Now the story of a great television show that got cancelled and the diehard viewers who had no choice but to keep yelling and screaming until Netflix brought it back for another season, seven years later. It’s the Arrested Development Season Four Recap-A-Thon, Episode 2: “Borderline Personalities,” which brings us up to date on George Sr., aka “Father B.”
George Sr.’s California desert property mentioned in the previous episode is, in fact, a “desert sweat lodge,” where he’s running a “sweat and squeeze” operation—sweat out wealthy CEOs, and then sell them lemonade refreshment for thousands of dollars. As usual, twin brother Oscar is key to the con: he does the sweating, George does the squeezing. But that’s the short game; George is sitting on the land because the government needs it for a border wall (and not, as he first thinks, a George W. Bush memorial), though that plan, unsurprisingly, is proving easier to devise than execute.

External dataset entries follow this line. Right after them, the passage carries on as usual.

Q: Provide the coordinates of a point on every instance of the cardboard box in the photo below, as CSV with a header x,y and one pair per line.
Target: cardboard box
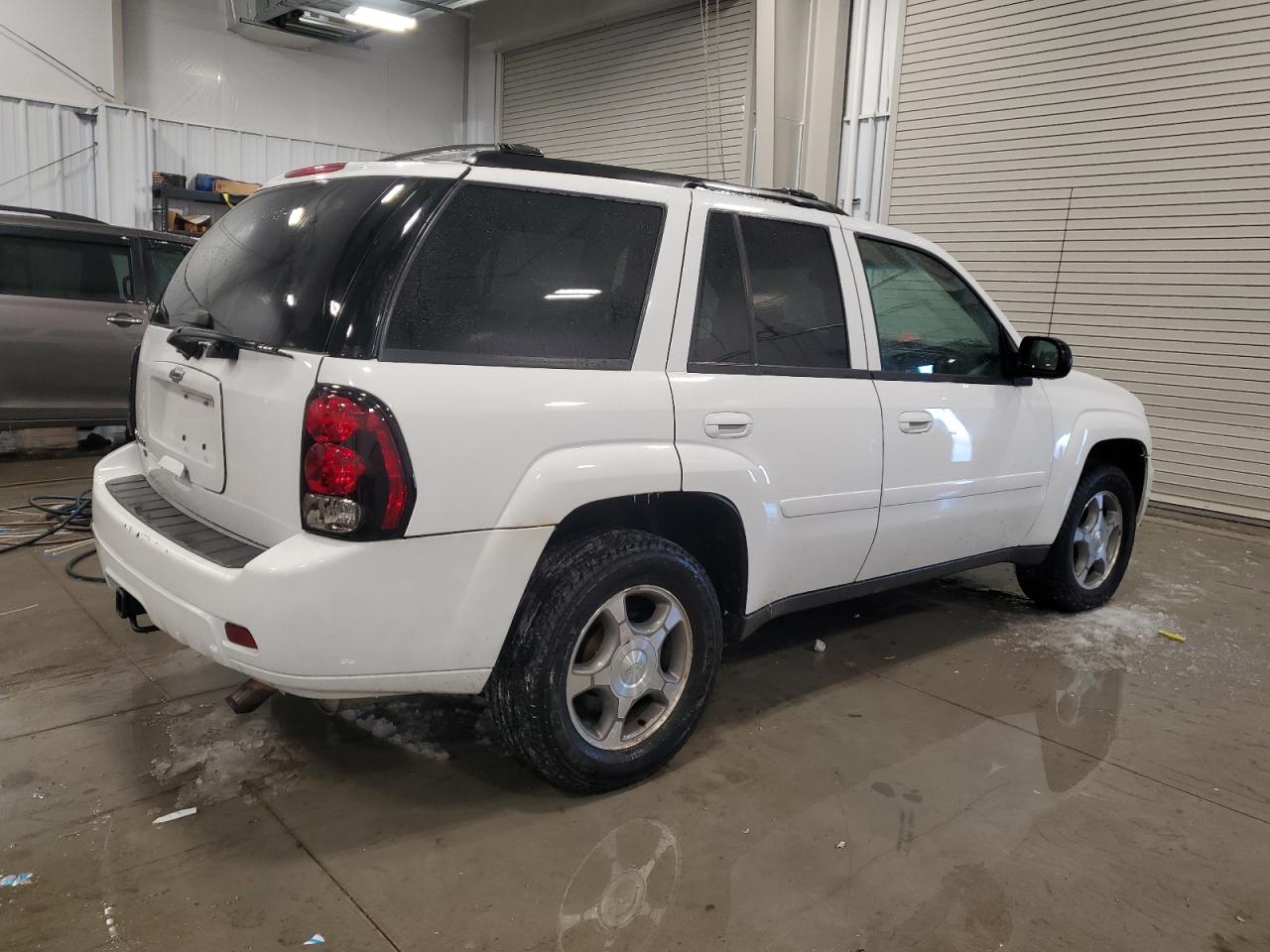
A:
x,y
189,223
234,188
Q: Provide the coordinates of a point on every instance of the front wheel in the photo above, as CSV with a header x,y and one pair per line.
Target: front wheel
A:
x,y
1091,552
610,660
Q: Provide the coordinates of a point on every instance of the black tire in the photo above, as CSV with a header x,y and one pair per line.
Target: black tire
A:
x,y
1053,581
527,692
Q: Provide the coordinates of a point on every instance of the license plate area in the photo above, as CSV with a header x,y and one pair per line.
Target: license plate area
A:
x,y
183,428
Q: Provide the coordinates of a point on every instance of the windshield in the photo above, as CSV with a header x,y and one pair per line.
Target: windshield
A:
x,y
264,271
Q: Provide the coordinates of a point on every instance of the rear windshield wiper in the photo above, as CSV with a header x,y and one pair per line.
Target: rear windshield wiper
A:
x,y
204,341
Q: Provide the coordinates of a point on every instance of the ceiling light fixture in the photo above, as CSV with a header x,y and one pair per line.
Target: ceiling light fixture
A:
x,y
380,19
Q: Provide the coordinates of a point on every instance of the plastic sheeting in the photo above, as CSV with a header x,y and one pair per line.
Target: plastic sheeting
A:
x,y
99,162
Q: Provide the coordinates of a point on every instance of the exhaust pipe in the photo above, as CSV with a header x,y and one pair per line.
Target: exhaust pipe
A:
x,y
249,696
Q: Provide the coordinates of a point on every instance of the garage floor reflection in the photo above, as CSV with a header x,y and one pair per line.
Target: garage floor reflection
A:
x,y
956,771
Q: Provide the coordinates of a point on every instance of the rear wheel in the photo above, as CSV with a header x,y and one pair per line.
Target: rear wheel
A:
x,y
610,660
1091,552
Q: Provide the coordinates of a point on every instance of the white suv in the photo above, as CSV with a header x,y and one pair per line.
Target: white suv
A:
x,y
463,421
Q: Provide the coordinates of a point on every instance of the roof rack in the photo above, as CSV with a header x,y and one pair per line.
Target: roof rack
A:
x,y
49,213
788,195
463,151
513,155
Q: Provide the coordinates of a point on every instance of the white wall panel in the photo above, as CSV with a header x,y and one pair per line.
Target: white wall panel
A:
x,y
123,167
390,91
867,121
48,157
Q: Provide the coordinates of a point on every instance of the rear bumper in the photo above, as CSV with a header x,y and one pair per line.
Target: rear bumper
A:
x,y
331,619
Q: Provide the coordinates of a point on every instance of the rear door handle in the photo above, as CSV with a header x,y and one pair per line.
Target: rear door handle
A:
x,y
728,425
915,421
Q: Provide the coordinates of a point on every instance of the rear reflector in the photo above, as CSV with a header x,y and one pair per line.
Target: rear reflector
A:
x,y
238,635
314,171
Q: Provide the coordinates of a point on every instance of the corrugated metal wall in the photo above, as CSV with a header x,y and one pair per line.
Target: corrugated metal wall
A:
x,y
665,91
98,162
246,157
1132,144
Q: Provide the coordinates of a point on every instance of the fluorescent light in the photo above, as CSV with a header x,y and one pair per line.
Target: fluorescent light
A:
x,y
380,19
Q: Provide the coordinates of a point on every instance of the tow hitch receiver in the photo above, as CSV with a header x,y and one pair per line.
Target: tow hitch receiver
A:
x,y
127,607
249,696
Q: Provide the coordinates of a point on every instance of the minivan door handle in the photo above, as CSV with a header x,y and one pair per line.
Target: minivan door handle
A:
x,y
915,421
728,425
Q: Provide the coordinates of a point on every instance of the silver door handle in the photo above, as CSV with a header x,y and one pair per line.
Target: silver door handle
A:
x,y
728,425
915,421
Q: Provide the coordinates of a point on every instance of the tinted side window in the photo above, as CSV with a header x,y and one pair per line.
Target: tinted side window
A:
x,y
264,270
720,333
797,298
527,277
162,261
85,271
929,320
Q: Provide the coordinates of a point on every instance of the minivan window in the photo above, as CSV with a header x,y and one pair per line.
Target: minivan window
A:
x,y
64,268
512,276
929,320
262,272
162,262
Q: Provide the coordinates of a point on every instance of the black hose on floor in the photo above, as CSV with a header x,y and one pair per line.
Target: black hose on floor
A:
x,y
71,515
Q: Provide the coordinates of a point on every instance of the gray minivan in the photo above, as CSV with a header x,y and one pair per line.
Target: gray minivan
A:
x,y
75,296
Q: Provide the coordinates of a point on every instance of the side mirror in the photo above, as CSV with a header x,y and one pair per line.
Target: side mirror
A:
x,y
1048,358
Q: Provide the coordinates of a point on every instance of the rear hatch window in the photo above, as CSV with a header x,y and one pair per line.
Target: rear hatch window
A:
x,y
266,271
517,277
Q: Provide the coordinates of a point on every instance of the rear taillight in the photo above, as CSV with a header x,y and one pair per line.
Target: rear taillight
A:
x,y
356,479
314,171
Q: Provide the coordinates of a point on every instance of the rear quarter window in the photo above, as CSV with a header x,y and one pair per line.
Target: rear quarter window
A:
x,y
531,278
264,271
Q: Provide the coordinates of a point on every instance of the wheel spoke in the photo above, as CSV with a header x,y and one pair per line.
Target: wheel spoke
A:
x,y
616,611
616,688
612,724
668,619
578,682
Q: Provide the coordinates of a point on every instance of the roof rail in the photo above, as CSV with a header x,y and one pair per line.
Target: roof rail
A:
x,y
50,213
788,195
465,150
513,155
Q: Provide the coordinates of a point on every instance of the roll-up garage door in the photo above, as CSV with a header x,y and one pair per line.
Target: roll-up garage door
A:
x,y
1102,169
667,91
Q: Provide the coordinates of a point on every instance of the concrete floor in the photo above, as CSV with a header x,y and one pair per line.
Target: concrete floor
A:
x,y
955,772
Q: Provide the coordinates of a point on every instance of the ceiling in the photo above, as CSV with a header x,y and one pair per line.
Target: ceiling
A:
x,y
321,19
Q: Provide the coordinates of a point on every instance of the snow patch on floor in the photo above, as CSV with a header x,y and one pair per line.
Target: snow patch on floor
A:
x,y
216,754
1109,638
420,725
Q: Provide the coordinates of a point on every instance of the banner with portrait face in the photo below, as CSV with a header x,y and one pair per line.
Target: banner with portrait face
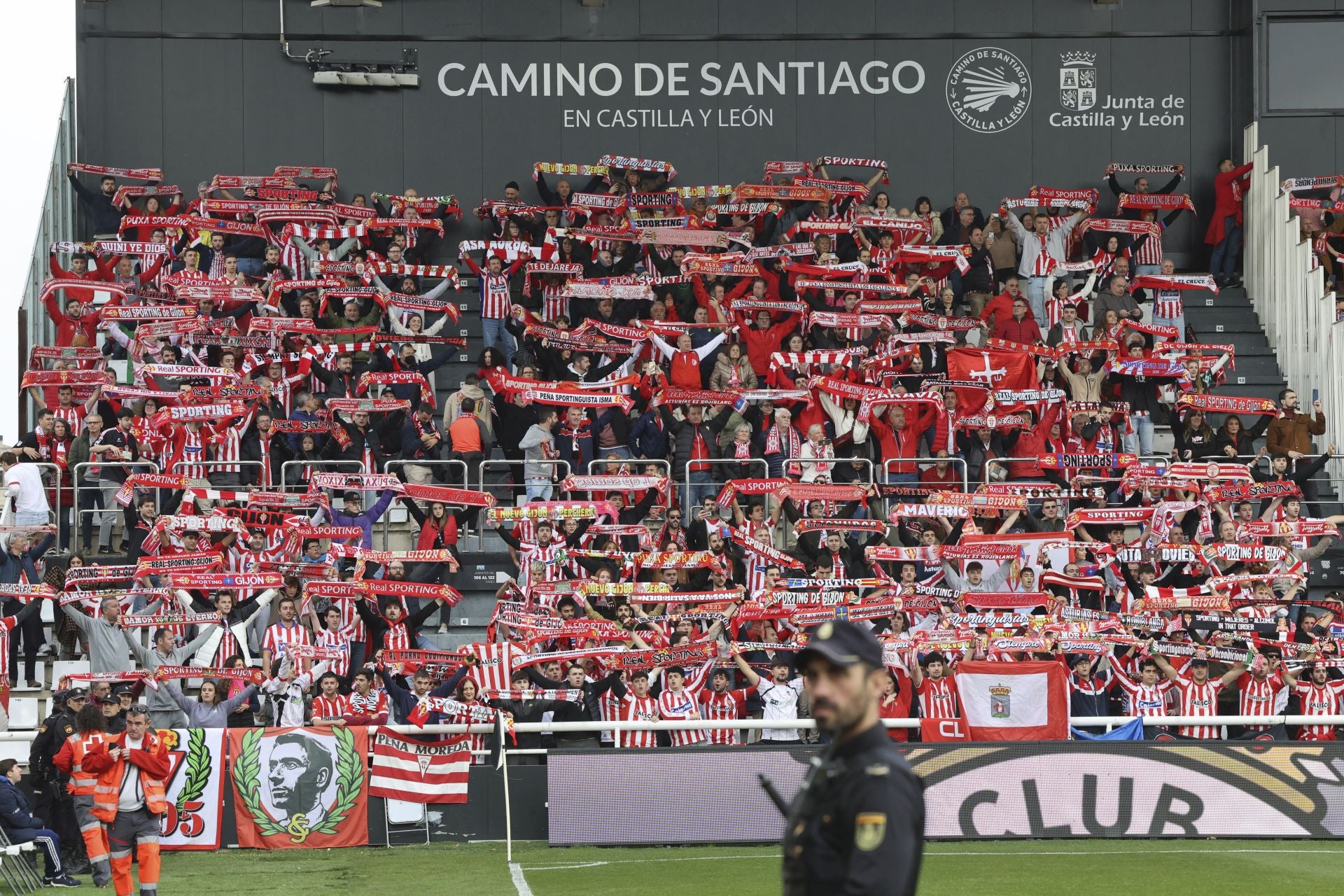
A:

“Borderline Personalities” is filled with clever side gags, like Halliburton Teen, the badly Pixelated Google logo, and the appearance of Young Barry, his dubious legal logic already intact (he’s played by one “Max Winkler,” and it’s safe to assume the last name is not coincidental). This one is co-directed—as was the first, as are apparently all this season—by creator Mitch Hurwitz and Troy Miller (a vet of Mr. Show and several other fine series). The timing, it must be noted, is just a little off—much of that seemingly due to the awfully cheap-looking green-screening of the two Jeffrey Tambors (and, at one point, of Winkler).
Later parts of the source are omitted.